I have been sifting through old journals, written yoga classes, pictures and memories in the back of my mind, in the hope of finding the perfect piece to post here as my first blog. Sharing some of my story through written word has been one of my highest intentions, and it has felt amazing to channel all this positive action and energy into its development. At the same time, the experience has also provided me with quite a bit of unexpected shadow work, work that helps bring some of my deeply hidden or denied judgments, secrets, insecurities, patterns and thoughts into the light for observation and maybe a little healing. I want to share them here with you as part of your healing too.
As I sat in front of my computer I began to feel completely stuck. Even writing my own bio seemed difficult! I found myself judging my experiences as boring or even shameful. I harshly criticized the words I used to explain my feelings. Every picture seemed to have a flaw that made it unsuitable to integrate. It was as if I had handed my victimizer a step stool and microphone so that it could voice its hurtful opinion about everything I am with more force and conviction.
With hunched shoulders I stared at my computer and found myself face to face with a sense of worthlessness…a worthlessness that I know has been lying deep inside me since I was a little girl. The feeling hit me in my stomach, and I could feel my neck begin to tighten as I forced the tears back down my throat. The issues have buried themselves deep within my tissues, and like boiling water, they started bubbling to the surface as I attempted to connect with myself and piece together my story and my heart’s mission.
This is not the first time I have been faced with this part of myself. I believe that everything comes in cycles, and in the last 20 years this little bit has risen and fallen with the natural ebbs and flows of my life. Like waves. I have come to understand, though, that - while this seems so ugly- there is actually something really beautiful about mindfully sitting in these feelings and sensations. It’s like swimming into a breaking wave. It’s scary and unpredictable. You don’t know if the wave will knock you down, and take the air out of you; but if you take a leap of faith, and lean toward the incoming wave, you wait…it is dark for a moment. But when you hold that breath deep in the belly and allow the whitewater to pass over you, you come up and find that revitalizing breath again. I often find this when I am alone with my feelings….afraid to lean into the dark for bits at a time and acknowledge these parts of myself…afraid I will get knocked down and my air taken away. But if I lean in, let go and let the feelings pass over me there is a gift of genuine connectedness and true compassion.

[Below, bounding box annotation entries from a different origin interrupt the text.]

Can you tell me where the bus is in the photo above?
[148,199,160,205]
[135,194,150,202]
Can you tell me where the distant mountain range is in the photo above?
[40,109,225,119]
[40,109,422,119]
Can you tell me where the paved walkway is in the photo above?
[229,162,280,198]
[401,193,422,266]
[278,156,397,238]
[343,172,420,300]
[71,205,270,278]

Years ago I had no clue how to handle the thoughts, the feelings, memories and emotions that would swell up inside me. So with a smile on my face, I would stuff all of the anxiety and fear deep inside and float away from my body to make sure I felt nothing; or, I would fight back – swim against the tide - with all I had to the point of exhaustion. Now, because of my yoga practice, I have the knowledge, the tools and the internal motivation to lean in…to turn into the dark when I need to, with the knowledge and peace that I will surface again, turning into the light and taking in the beauty of my true self. To surface with a deeper and truer understanding of who I am. I now know that the opposite of feeling defeated is not winning but it is surrendering. I can’t control what others think in an attempt to protect my heart. I have to let go and surrender to my heart’s highest intention, and trust that those who resonate with me will show up when I need them.
So I sat there and allowed myself to feel all of it. I actually sat there for quite some time, letting it all wash over me. It is so easy to become pulled back into old cycles. It is why I come to my mat time and time again to practice dropping the judgement and meeting myself where I am.
I found my breath and began to calm my body and mind. I sat back into child’s pose because there has always been something about this posture that reminds me ‘I am enough’. I opened my heart and connected with gratitude. What an incredible gift it is to know that all of this would pass…that the moment was present so that once again I could let that little girl inside let go of even a small portion of the burden she has carried for so long. The tears finally moved out of my throat and out of my eyes. Washing over me. Cleansing me. And I could breathe again.
Sitting with myself I began to realize that whatever I choose to share is perfect because the intention is greater than the process. So with every little bit I share, I am practicing ‘expressing without judgment’. Moving the energy around and sinking into my own unique flow. Each post will be a declaration of the love that I have found for myself. My whole self - the light and the dark. Diving under and surfacing again.